Forget whether it would seek to genuinely check power or not, does the Journal have the capacity to do the investigative reporting necessary to properly cover fraud, abuse, pollution, insider trading and other harms? And would this be anything more than an intelligence operation for Big Business in America?
With the creation of this new “leaks portal,” it appears the Wall Street Journal, like other traditional media, is setting this up because it believes it needs a digital platform for accepting news tips from sources instead of having sources go through a traditional system that may mostly exist offline. As the managing editor of WSJ.com, Kevin Delaney, quoted by Michael Calderone on Huffington Post, acknowledges, “We all agree that WikiLeaks has had a huge impact on the journalism landscape over the last year or so.” And adds, “There’s been a discussion among editors that it made sense to create a system to receive information from sources digitally.”

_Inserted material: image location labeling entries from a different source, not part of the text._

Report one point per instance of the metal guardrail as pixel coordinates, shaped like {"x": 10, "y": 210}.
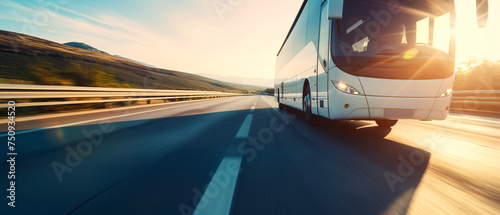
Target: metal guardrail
{"x": 476, "y": 101}
{"x": 69, "y": 95}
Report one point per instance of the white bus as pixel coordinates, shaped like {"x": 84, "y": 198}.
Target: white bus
{"x": 379, "y": 60}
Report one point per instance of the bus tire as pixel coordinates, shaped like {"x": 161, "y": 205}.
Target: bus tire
{"x": 307, "y": 106}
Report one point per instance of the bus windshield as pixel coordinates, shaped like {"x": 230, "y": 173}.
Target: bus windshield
{"x": 395, "y": 39}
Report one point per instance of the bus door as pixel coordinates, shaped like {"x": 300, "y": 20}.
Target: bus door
{"x": 323, "y": 61}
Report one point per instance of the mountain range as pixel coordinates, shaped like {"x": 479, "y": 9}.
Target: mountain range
{"x": 26, "y": 59}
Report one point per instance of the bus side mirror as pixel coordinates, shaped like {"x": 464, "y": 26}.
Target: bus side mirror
{"x": 482, "y": 13}
{"x": 335, "y": 9}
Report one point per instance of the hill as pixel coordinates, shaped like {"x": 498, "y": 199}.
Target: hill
{"x": 84, "y": 46}
{"x": 26, "y": 59}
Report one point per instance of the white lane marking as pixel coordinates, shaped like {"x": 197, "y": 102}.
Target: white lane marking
{"x": 218, "y": 197}
{"x": 92, "y": 120}
{"x": 245, "y": 127}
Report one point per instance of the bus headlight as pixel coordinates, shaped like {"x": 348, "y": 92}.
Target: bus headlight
{"x": 346, "y": 88}
{"x": 447, "y": 92}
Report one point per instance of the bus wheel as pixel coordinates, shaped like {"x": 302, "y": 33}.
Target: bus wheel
{"x": 385, "y": 123}
{"x": 306, "y": 105}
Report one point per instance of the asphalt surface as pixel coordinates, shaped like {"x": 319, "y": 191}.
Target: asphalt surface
{"x": 242, "y": 155}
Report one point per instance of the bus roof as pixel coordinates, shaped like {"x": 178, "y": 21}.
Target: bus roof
{"x": 293, "y": 25}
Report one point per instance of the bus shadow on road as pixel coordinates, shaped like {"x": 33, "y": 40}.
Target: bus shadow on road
{"x": 394, "y": 167}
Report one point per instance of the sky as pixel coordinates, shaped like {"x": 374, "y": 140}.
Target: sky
{"x": 211, "y": 37}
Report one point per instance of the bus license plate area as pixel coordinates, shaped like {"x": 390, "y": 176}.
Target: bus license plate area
{"x": 399, "y": 113}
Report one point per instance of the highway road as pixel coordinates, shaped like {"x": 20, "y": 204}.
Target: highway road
{"x": 242, "y": 155}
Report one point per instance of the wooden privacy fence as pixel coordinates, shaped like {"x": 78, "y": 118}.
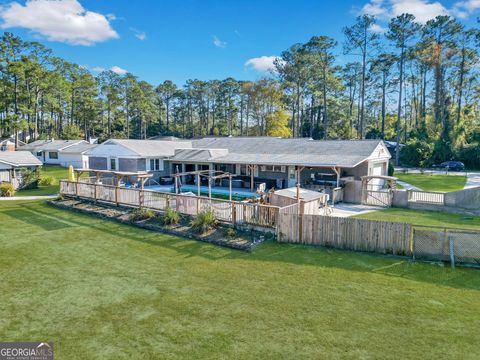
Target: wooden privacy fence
{"x": 229, "y": 211}
{"x": 345, "y": 233}
{"x": 426, "y": 197}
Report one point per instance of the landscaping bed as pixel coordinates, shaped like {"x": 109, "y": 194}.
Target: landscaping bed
{"x": 221, "y": 235}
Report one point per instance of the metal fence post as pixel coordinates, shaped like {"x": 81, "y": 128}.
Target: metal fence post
{"x": 452, "y": 252}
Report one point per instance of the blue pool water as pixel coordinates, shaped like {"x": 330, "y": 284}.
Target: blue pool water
{"x": 224, "y": 192}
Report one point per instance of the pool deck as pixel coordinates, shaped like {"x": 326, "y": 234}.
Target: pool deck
{"x": 219, "y": 190}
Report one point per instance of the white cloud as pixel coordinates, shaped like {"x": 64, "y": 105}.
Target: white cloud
{"x": 140, "y": 35}
{"x": 118, "y": 70}
{"x": 63, "y": 20}
{"x": 375, "y": 8}
{"x": 463, "y": 9}
{"x": 219, "y": 43}
{"x": 98, "y": 69}
{"x": 262, "y": 63}
{"x": 377, "y": 29}
{"x": 423, "y": 10}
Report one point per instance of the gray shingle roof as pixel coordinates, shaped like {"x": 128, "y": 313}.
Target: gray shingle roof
{"x": 151, "y": 148}
{"x": 79, "y": 148}
{"x": 278, "y": 151}
{"x": 199, "y": 155}
{"x": 49, "y": 145}
{"x": 19, "y": 158}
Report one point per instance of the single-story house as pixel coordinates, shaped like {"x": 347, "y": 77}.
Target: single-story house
{"x": 130, "y": 155}
{"x": 13, "y": 162}
{"x": 7, "y": 145}
{"x": 60, "y": 152}
{"x": 279, "y": 163}
{"x": 320, "y": 165}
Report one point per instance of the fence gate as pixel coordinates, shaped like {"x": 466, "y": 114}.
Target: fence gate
{"x": 441, "y": 244}
{"x": 377, "y": 190}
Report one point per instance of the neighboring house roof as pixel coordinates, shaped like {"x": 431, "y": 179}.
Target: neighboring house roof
{"x": 79, "y": 148}
{"x": 148, "y": 148}
{"x": 19, "y": 158}
{"x": 278, "y": 151}
{"x": 199, "y": 155}
{"x": 50, "y": 145}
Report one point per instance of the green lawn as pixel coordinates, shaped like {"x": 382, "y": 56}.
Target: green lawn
{"x": 102, "y": 290}
{"x": 57, "y": 172}
{"x": 423, "y": 217}
{"x": 442, "y": 183}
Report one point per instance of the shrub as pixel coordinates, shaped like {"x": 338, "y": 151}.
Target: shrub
{"x": 29, "y": 179}
{"x": 46, "y": 180}
{"x": 141, "y": 214}
{"x": 230, "y": 232}
{"x": 171, "y": 217}
{"x": 7, "y": 190}
{"x": 204, "y": 221}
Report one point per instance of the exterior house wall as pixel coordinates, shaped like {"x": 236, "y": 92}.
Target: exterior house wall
{"x": 97, "y": 163}
{"x": 133, "y": 165}
{"x": 358, "y": 171}
{"x": 78, "y": 161}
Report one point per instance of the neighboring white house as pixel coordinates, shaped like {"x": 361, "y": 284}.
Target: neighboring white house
{"x": 60, "y": 152}
{"x": 134, "y": 155}
{"x": 13, "y": 162}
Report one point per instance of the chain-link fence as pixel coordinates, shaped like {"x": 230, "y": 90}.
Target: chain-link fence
{"x": 442, "y": 244}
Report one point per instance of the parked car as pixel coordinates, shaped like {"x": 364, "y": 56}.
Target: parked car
{"x": 450, "y": 165}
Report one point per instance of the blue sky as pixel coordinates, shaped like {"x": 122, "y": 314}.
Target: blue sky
{"x": 179, "y": 40}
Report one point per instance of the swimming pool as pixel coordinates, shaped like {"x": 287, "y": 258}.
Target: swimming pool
{"x": 220, "y": 192}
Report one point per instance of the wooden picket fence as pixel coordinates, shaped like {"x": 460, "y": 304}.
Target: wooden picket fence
{"x": 426, "y": 197}
{"x": 228, "y": 211}
{"x": 345, "y": 233}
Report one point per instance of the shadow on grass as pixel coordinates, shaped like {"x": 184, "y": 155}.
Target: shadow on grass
{"x": 301, "y": 255}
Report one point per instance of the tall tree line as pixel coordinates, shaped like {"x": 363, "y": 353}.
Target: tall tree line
{"x": 413, "y": 84}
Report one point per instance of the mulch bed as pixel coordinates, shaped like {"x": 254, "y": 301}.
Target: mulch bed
{"x": 246, "y": 241}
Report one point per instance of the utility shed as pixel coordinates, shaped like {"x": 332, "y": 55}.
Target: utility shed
{"x": 310, "y": 201}
{"x": 13, "y": 162}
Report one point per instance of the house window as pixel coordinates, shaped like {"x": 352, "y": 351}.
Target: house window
{"x": 156, "y": 165}
{"x": 243, "y": 170}
{"x": 273, "y": 168}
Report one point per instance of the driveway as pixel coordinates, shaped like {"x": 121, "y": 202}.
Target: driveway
{"x": 473, "y": 177}
{"x": 473, "y": 180}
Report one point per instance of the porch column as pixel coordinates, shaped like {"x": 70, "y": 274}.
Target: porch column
{"x": 299, "y": 174}
{"x": 252, "y": 175}
{"x": 183, "y": 170}
{"x": 211, "y": 172}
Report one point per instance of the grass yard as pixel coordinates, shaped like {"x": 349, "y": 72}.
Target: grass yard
{"x": 442, "y": 183}
{"x": 102, "y": 290}
{"x": 424, "y": 217}
{"x": 57, "y": 172}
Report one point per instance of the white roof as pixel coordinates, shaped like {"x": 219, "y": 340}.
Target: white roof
{"x": 19, "y": 158}
{"x": 146, "y": 148}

The Journal like the New York Times and the Washington Post, which are both considering setting up their own WikiLeaks-imitation sites, is seeking to solidify its role as a gatekeeper. It is hoping to get out ahead and ensure that WikiLeaks and new media does not make it wholly irrelevant and, in effect, impact profits. This, just like the decision to set up a paywall, is about surviving the current transformation that is rocking the world of journalism in the United States.
Greg Mitchell, who has been blogging WikiLeaks for The Nation for one hundred and sixty days, said at a panel on WikiLeaks at the 2011 National Conference for Media Reform in Boston, “The traditional role of the press in America and elsewhere in the world has been to want to be the gatekeepers. They release the information. They decide what to cover. They decide how to cover it. And, in relation to leaks, very importantly, for every leak that made big news, there are dozens or hundreds or however many that went nowhere.”
What about the possibility that someone risks his or her life or livelihood by releasing information to the Journal and the Journal does nothing with the information but the newspaper decides to act on the information it received and forward it to law enforcement?
Julian Assange said this of direct-to-newspaper leak sites weeks ago:
[Newspaper] organizations could create such a site if they cared about it. But it’s our experience that at least the Guardian and New York Times don’t care so much to protect sources. In fact, for Cablegate the Guardian and the New York Times communicated over phones. They swapped cables over email. The New York Times approached the White House with its list of stories it was going to publish on the cables one week before publication, and campaigned against the alleged source of the cables, Bradley Manning. We also cannot be sure that they would even publisht the stories they receive. The New York Times sat on the story about the National Security Agency mass-tapping Americans for over a year. CBS sat on the story of the torture at Abu Ghraib for months.
Finally, why leak to the Journal if it is going to be up behind a paywall and not be as easy to share as stories posted on other news sites? Why blow the whistle and put your self at risk for a story that people will only get to read a teaser for weeks or months down the line if not days after the story is published?